Several authors have demonstrated that MST1/2 directly regulates many aspects of immune activation and the activity of inflammatory pathways [23][24]. Examples of pathways upregulated include MAPK (mitogen-activated protein kinase) and p53 [25]. MST1/2 also plays a major role in Toll-like receptor (TLR) signaling and subsequent activation of NFκB and pro-inflammatory cytokine production [26][27]. Similarly, YAP deletion in astrocytes induced JAK-STAT pathways, inducing reactive astrogliosis, microglial activation, and BBB dysfunction in mice [28].
When considered as a whole, the net effects of these changes would reduce pro-inflammatory signaling mediated by MAPK and NFκB. This is of interest as aripiprazole [29], quetiapine [30], and clozapine [31][32] are known to inhibit NFκB. The data produced in this study suggests that such inhibition may be achieved, at least in part, by effects on Hippo, Wnt, and TGFβ signaling (Figure 6).
Figure 6. Hippo signaling at a glance: effects of amisulpride, aripiprazole, clozapine, quetiapine, and risperidone.

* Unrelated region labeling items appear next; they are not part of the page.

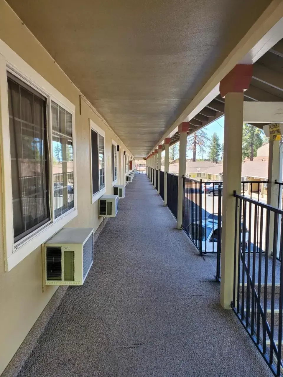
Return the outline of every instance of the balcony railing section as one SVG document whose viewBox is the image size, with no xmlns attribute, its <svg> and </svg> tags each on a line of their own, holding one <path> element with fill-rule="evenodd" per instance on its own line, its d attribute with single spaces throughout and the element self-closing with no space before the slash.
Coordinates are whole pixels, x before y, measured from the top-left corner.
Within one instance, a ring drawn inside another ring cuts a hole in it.
<svg viewBox="0 0 283 377">
<path fill-rule="evenodd" d="M 163 200 L 164 200 L 164 172 L 159 170 L 159 193 Z"/>
<path fill-rule="evenodd" d="M 275 375 L 281 371 L 283 211 L 235 193 L 232 308 Z M 259 231 L 257 231 L 257 229 Z M 280 234 L 280 236 L 278 234 Z"/>
<path fill-rule="evenodd" d="M 176 219 L 178 210 L 178 177 L 174 174 L 167 174 L 167 205 Z"/>
</svg>

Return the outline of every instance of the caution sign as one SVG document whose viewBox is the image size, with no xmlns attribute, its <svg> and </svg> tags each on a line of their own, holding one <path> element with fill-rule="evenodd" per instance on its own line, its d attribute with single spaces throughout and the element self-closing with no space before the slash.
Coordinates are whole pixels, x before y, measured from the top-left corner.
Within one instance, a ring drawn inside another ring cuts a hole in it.
<svg viewBox="0 0 283 377">
<path fill-rule="evenodd" d="M 280 123 L 274 123 L 272 124 L 269 124 L 268 129 L 269 132 L 269 140 L 270 141 L 281 140 L 281 132 L 280 130 Z"/>
</svg>

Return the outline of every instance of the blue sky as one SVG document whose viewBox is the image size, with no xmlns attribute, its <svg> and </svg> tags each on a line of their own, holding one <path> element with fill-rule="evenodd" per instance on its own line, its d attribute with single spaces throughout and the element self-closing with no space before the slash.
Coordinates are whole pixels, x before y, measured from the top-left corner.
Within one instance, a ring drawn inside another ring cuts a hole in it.
<svg viewBox="0 0 283 377">
<path fill-rule="evenodd" d="M 222 144 L 223 143 L 224 138 L 224 115 L 219 118 L 217 120 L 212 122 L 210 124 L 207 126 L 206 127 L 204 127 L 202 129 L 207 134 L 208 138 L 210 138 L 212 135 L 212 134 L 216 132 L 218 137 L 219 138 L 219 141 L 220 144 Z M 189 152 L 188 153 L 188 158 L 192 158 L 192 152 Z M 198 148 L 197 147 L 197 158 L 207 158 L 207 155 L 205 153 L 201 155 L 198 151 Z"/>
</svg>

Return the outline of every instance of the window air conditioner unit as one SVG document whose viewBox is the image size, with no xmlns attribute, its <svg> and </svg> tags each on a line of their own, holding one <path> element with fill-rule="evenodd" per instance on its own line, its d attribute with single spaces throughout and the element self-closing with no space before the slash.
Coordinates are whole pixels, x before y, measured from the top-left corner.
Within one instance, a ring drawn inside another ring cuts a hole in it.
<svg viewBox="0 0 283 377">
<path fill-rule="evenodd" d="M 93 263 L 93 229 L 65 228 L 44 244 L 45 284 L 81 285 Z"/>
<path fill-rule="evenodd" d="M 126 182 L 131 182 L 132 180 L 132 177 L 131 174 L 129 174 L 128 175 L 126 175 Z"/>
<path fill-rule="evenodd" d="M 125 197 L 125 186 L 123 185 L 115 185 L 113 186 L 114 195 L 117 195 L 118 198 L 123 199 Z"/>
<path fill-rule="evenodd" d="M 118 211 L 118 197 L 117 195 L 103 195 L 98 199 L 99 216 L 115 217 Z"/>
</svg>

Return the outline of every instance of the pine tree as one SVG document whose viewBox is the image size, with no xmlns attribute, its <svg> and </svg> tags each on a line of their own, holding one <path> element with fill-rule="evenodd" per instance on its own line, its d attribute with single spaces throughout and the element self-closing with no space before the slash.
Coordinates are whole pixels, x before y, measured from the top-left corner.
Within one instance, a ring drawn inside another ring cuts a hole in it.
<svg viewBox="0 0 283 377">
<path fill-rule="evenodd" d="M 200 153 L 205 153 L 207 147 L 207 142 L 209 140 L 206 133 L 203 130 L 199 130 L 190 135 L 187 138 L 187 155 L 192 151 L 192 161 L 195 161 L 197 157 L 197 149 Z"/>
<path fill-rule="evenodd" d="M 171 161 L 174 161 L 179 158 L 179 145 L 178 141 L 169 147 L 169 159 Z"/>
<path fill-rule="evenodd" d="M 246 157 L 253 161 L 256 157 L 257 150 L 262 145 L 263 131 L 254 126 L 244 123 L 243 126 L 242 159 Z"/>
<path fill-rule="evenodd" d="M 208 147 L 209 149 L 208 153 L 209 160 L 217 163 L 219 160 L 221 148 L 219 138 L 216 132 L 212 135 Z"/>
</svg>

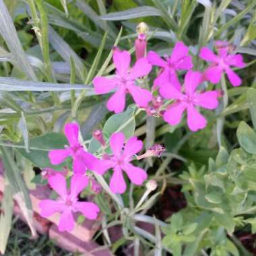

Legend: Ami = amisulpride; Ari = aripiprazole; Clo = clozapine; Que = quetiapine; Ris = risperidone; red arrows = inhibition; blue arrows = activation; dotted arrows = modulation; and black arrows = drugs action. In neuronal-like NT2 cells, inhibition of Hippo pathway reduces the production of pro-inflammatory cytokines through the crosstalk with TRL, MAPK, TGF-β, Wnt, and Notch signaling pathways. Aripiprazole, clozapine, and quetiapine downregulate NF2, leading to activation and nuclear translocation of YAP/TAZ which results in a reduction in NFκB and TGF-β signaling. NF2 also closely interacts with Hedgehog, TGF-β, Wnt, and Notch pathways. Modulation of MST1/2 expression also results in reduced pro-inflammatory signaling through Toll-like receptor (TRL) and MAPK signaling. Amisulpride, aripiprazole, clozapine, and risperidone downregulate Wnt signaling interfering with NFκB and pro-inflammatory cytokine production. Created with BioRender.com.